Lawmakers to seek bond bills ban

January 21, 2009|By ERIN CUNNINGHAM

ANNAPOLIS -- Washington County delegation members will ask Maryland leaders in the General Assembly to consider eliminating bond bills this year due to the state's budget limitations.

A bond bill is state money for a capital project. Each year, there is a pool of money for local government requests.

Maryland Gov. Martin O'Malley included about $15 million for bond bills in his proposed capital budget announced Wednesday.

Washington County delegation members said they had not formally requested any bond bills yet, but Sen. Donald F. Munson, R-Washington, said he has received several requests for funding, including about $150,000 for the Barbara Ingram School for the Arts and $100,000 for the Doleman Black Heritage Center in Hagerstown.

"I think when we have people who are going to be laid off ... furloughed, and we don't have money to keep these people employed, I think (bond bills) set a bad precedent," said Del. LeRoy E. Myers Jr., R-Washington/Allegany.


The delegation voted unanimously Wednesday, in its first meeting of the current legislative session of the General Assembly, to write a letter to leadership in the Maryland House of Delegates and the Senate requesting a ban on all bond bills - not just those from Washington County.

"I think leadership has to start with us," Del. Christopher B. Shank, R-Washington, said of the local delegation.

Del. John P. Donoghue, D-Washington, and Sen. Alex X. Mooney, R-Frederick/Washington, did not attend.

"I think this is a decision that's a leadership decision in the legislature. The speaker and the legislature need to make a decision on whether they're going to do bond bills," Munson said.

Maryland Senate President Thomas V. Mike Miller Jr., D-Calvert/Prince George's, has said no decisions have been made about whether O'Malley's proposed bond bill money will be kept in the budget, according to a spokesman for Miller.
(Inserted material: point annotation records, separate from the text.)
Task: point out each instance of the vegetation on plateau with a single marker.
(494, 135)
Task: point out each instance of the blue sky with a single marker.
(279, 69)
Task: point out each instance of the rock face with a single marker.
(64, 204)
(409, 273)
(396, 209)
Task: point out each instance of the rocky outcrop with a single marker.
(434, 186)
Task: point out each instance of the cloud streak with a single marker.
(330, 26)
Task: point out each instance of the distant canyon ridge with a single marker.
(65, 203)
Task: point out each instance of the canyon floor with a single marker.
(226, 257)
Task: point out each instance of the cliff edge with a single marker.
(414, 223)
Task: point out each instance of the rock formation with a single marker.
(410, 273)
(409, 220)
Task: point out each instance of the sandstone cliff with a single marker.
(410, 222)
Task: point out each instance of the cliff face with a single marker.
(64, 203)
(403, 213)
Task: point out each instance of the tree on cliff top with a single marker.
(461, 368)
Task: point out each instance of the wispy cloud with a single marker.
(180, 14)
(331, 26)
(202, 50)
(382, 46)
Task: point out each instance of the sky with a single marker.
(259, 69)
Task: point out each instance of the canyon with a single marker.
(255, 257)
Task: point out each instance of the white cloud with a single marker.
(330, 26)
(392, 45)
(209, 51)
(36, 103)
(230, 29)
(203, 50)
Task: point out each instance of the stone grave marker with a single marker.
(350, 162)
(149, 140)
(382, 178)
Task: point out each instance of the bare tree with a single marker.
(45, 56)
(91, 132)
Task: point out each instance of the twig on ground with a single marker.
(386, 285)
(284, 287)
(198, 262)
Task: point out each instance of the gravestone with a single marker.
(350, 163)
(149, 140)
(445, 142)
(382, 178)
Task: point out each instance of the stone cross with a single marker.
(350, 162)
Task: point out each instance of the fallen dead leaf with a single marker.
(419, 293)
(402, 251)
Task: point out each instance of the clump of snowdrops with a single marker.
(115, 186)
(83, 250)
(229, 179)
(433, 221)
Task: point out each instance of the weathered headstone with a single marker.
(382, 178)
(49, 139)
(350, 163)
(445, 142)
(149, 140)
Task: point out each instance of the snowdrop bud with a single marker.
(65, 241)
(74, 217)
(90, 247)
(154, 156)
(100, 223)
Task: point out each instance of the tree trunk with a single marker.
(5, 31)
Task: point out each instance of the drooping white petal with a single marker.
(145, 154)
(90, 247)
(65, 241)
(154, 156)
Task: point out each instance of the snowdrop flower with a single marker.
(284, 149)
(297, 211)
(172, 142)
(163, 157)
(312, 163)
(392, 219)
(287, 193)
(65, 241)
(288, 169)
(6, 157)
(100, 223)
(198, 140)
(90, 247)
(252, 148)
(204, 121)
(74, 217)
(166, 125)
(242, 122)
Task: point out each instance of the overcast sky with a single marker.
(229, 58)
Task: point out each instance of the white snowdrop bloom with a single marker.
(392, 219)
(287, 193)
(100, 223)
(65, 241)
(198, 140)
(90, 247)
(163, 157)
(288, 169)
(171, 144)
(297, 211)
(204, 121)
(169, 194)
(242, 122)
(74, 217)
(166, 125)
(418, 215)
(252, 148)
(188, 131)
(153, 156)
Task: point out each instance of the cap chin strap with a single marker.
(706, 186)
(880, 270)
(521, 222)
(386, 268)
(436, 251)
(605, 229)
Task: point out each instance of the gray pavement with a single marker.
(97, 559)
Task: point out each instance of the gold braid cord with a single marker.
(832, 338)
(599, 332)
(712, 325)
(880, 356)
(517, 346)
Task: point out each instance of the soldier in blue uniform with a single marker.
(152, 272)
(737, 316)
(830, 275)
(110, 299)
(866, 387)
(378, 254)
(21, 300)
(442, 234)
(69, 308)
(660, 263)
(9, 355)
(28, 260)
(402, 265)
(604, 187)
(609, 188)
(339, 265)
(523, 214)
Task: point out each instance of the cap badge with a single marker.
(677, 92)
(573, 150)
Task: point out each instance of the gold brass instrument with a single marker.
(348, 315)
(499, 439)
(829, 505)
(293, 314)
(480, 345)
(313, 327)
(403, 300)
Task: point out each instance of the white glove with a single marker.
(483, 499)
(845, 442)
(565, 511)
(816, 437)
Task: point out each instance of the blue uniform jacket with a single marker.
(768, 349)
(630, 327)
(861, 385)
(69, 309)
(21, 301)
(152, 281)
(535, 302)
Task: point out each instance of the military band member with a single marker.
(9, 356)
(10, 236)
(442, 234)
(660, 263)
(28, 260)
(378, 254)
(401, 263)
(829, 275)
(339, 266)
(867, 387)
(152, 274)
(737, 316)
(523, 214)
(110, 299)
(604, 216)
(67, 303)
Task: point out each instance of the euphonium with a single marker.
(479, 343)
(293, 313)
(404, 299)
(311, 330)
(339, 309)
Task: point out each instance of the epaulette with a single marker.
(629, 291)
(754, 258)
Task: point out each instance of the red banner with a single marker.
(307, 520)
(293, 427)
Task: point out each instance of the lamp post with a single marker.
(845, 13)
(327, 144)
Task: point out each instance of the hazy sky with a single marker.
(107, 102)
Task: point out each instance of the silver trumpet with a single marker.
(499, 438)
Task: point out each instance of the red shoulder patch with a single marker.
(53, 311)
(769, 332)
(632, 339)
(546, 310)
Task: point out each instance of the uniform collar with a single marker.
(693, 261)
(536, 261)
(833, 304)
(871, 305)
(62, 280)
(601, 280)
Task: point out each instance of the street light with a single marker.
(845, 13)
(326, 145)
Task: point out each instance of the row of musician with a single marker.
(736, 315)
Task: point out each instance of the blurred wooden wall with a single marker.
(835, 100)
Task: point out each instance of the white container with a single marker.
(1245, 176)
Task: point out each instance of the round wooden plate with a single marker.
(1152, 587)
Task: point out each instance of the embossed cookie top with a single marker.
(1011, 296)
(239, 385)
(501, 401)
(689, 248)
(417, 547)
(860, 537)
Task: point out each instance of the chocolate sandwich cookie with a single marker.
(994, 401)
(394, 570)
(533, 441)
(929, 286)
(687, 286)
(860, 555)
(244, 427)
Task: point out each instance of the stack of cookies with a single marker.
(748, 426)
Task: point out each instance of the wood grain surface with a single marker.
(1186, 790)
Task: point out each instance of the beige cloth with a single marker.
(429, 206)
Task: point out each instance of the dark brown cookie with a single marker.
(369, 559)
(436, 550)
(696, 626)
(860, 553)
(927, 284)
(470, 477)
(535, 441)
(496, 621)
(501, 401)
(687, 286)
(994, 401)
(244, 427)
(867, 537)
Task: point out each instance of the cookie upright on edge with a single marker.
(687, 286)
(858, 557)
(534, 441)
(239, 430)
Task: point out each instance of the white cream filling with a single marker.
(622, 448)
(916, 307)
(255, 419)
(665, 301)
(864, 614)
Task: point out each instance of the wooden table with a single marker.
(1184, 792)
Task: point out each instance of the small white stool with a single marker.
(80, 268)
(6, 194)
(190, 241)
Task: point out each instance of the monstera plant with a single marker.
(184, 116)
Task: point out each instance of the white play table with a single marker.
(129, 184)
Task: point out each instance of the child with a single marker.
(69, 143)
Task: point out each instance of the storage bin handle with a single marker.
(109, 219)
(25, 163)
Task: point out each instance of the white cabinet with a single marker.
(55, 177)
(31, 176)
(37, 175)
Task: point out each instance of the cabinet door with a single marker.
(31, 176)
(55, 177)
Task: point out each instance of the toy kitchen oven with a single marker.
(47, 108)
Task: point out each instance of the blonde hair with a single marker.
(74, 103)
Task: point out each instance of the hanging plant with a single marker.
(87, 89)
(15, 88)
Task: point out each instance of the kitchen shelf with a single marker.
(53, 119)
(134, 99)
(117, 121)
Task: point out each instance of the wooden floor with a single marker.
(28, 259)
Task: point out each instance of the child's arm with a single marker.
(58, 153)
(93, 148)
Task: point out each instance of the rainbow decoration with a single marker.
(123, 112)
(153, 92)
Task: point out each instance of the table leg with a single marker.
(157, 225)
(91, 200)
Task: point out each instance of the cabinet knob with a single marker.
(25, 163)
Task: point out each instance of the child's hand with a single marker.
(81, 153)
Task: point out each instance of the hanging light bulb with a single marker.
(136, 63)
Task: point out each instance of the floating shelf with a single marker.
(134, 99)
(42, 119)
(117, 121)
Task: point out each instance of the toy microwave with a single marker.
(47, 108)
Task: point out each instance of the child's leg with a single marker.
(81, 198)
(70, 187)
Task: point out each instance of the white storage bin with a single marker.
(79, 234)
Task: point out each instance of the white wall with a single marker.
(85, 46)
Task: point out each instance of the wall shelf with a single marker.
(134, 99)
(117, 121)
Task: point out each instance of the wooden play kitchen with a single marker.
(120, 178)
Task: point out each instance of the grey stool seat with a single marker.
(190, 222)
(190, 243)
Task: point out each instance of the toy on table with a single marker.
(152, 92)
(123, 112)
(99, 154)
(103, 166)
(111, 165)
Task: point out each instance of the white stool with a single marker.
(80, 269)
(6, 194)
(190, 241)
Alexandra Hughes, communications/policy advisor for Speaker of the House Del. Michael E. Busch, D-Anne Arundel, said the House will consider some different possibilities regarding bond bills in the next few weeks.

It's possible, Hughes said, that priority would be given to bond bills that secure funding for projects that are shovel-ready and that create local jobs.

Sen. George C. Edwards, R-Garrett/Allegany/Washington, said leaders agreed not to accept bond bills about six years ago.

Some delegation members agreed that if the General Assembly was going to accept bond bills this year, that Washington County should not be excluded from that funding.

Shank said he strongly opposed bond bills in light of the announced statewide layoffs and other financial problems the state is experiencing.

"I certainly cannot support bond bills this year," Shank said. "In the past, I have supported bond bills. Now, it's the last thing we should be thinking about."

Del. Richard B. Weldon Jr., who is unaffiliated and represents parts of Frederick and Washington counties, said he planned to ask the Frederick County delegation to support a similar stance against bond bills.